Sein Auge richtete sich unwillkürlich wieder auf die drei da drüben. Sie waren dabei, die Pistolen zu laden. Ein Ruck durchfuhr ihn. Nun war's gleich so weit, nur vielleicht eine flüchtige Minute noch. Und wieder durchfuhr's sein Hirn: vielleicht die letzte.

Ursula! – Mit einem Male stand ihr süß-banges Antlitz wieder vor seiner Seele, und ein heißes, aufbrandendes Weh durchflutete seine Brust. Wie namenlos er sie liebte – dieser Augenblick lehrte es ihn. Nein – er konnte nicht so von ihr gehen! Und rasch riß er seine Brusttasche heraus, auf eine Visitenkarte warf er einige wenige Worte, aber ein Vermächtnis seiner unsagbar tiefen Liebe.

So, nun war er wieder ruhig – nun mochte kommen, was da wollte. Und schon begann das ernste Spiel.

»Meine Herren – bitte, auf Ihre Plätze!«

Lässig warf Alfred Drenck seine Zigarette weg, zog den Pelz aus und folgte der Aufforderung des Unparteiischen. Gleichzeitig nahm Wigand seine Stellung ein, gleich dem Gegner im zeremoniellen Gehrock. Fest ballte sich seine Hand um den Kolben der Pistole, die der Sekundant ihm reichte.

»Meine Herren, es ist meine Pflicht, Sie darauf aufmerksam zu machen, daß Sie im Begriff stehen, eine strafbare Handlung zu begehen. Ich fordere Sie daher noch einmal auf, sich zu versöhnen – zum ersten – zum zweiten – zum dritten!«

Zum erstenmal blickten sich jetzt in dieser Sekunde die Gegner ins Auge – beide fest, mit kalten Mienen, einen Zug hochgespannter Energie um die Mundwinkel. Es erfolgte keine Antwort von ihnen.

Der Unparteiische hatte dies natürlich auch nicht anders erwartet; es war ja nur eine leere Form gewesen, der er genügen mußte.

»Der Versöhnungsversuch ist erfolglos gewesen. – Auf die Mensur: eins – zwei – drei!«

Mechanisch hoben die Gegner ihre Waffen.

»Eins« – der Drücker ging Wigand wie von selbst los, ein heller, peitschender Knall, eine kleine Rauchwolke vor seinen Augen, die Rechte mit der Waffe senkte sich mechanisch, und währenddessen ein nervenspannendes Warten auf den Schuß des Gegners – aber er erfolgte nicht. Was war das?

Durch den sich verteilenden Rauch drang Wigands Blick: Da drüben taumelte Alfred Drenck eben in die Arme seines herzuspringenden Sekundanten.

Mein Gott! – –

Wie gebannt blieb Wigand stehen und starrte auf die Gruppe da drüben: Jetzt war der Arzt da; sie legten den Verwundeten auf die Erde, und da – ein Husten, Röcheln! – da rieselte ein heller, kleiner Blutstrom aus dem Munde Drencks, dessen Antlitz plötzlich wachsbleich geworden war – die Besinnung hatte ihn verlassen.

Barmherziger Himmel! Ein Lungenschuß – ein tödlicher!?
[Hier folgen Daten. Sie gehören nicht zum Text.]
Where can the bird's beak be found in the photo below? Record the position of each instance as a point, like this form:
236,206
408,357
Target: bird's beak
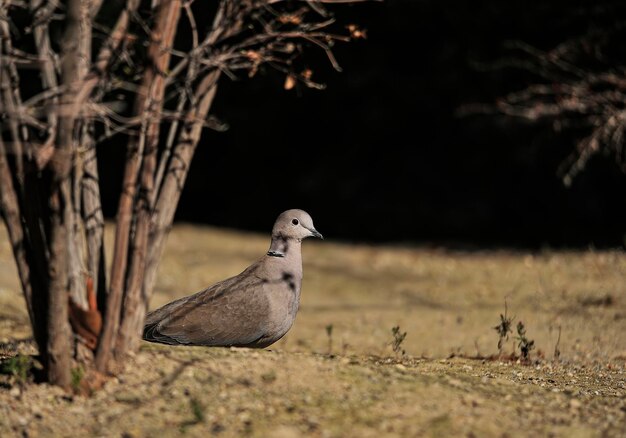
315,233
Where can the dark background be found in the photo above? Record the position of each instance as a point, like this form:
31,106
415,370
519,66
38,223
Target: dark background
380,154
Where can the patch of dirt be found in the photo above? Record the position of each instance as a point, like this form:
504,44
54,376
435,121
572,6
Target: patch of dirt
350,383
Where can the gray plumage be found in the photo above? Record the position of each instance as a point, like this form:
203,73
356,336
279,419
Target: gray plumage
253,309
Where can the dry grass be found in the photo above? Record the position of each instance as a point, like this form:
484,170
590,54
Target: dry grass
448,302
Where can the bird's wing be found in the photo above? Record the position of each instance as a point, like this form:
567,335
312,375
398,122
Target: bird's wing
230,312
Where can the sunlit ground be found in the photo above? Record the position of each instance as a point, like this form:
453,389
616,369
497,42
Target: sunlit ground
350,382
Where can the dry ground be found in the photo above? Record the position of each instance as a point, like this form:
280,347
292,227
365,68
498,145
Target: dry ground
352,383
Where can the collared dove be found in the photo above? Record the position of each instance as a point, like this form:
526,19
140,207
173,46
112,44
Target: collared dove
253,309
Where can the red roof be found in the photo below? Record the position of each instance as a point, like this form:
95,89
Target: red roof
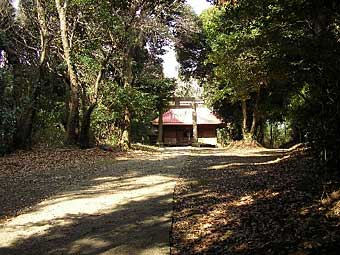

Wigand wollten die Knie zusammenbrechen. »Nein, nein – nur das nicht?« schrie es gellend in ihm auf. »Das hab' ich ja nicht gewollt!«

Mit ein paar Sprüngen war er bei dem Todwunden, als ob er helfen, retten müßte.

»Herr Kollege« – Wigands Stimme zitterte, und fiebrig glänzten seine Augen aus dem fahlen Antlitz. »Die – die Lunge, nicht wahr?« Ein geheimes, letztes Hoffen dabei, er möchte sich geirrt haben.

Der andere nickte aber nur stumm, ohne von seinem Samariterwerk aufzusehen.

»Schwer – hoffnungslos?«

»Ich fürchte.«

Wie ein zerschmetternder Schlag fuhr es in Wigands Seele. Der Assessor trat bei ihm und nahm seinen Arm.

»Fassen Sie sich, Wigand,« mahnte er leise. »Vielleicht wird's doch nicht so schlimm.«

Aber Jörg hörte die Worte nicht. Immerfort starrte er nur auf das starre, fahle Antlitz da, aus dem plötzlich das jugendrote Blühen, das sorglose Lachen so fürchterlich gewichen, das mit einem Male so kalt und streng aussah wie das eines Sterbenden. »Ich hab's ja nicht gewollt!« Immer wieder nur hörte er das Wort aus seinem Innern schreien, wie eine Abbitte an den Unglücklichen da, der ihn doch nicht mehr hören konnte. Ihm war's, als müsse er hinstürzen und seine Hand packen, daß er doch noch einmal wenigstens die Augen auftat und ihm einen Blick der Vergebung schenkte.

Wigands Füße taten schon einen Schritt vorwärts, aber da fühlte er sich mit Gewalt beiseite gezogen.

»Kommen Sie; Sie können hier doch nicht helfen,« und wie willenlos ließ sich Wigand von seinem Begleiter hinwegführen.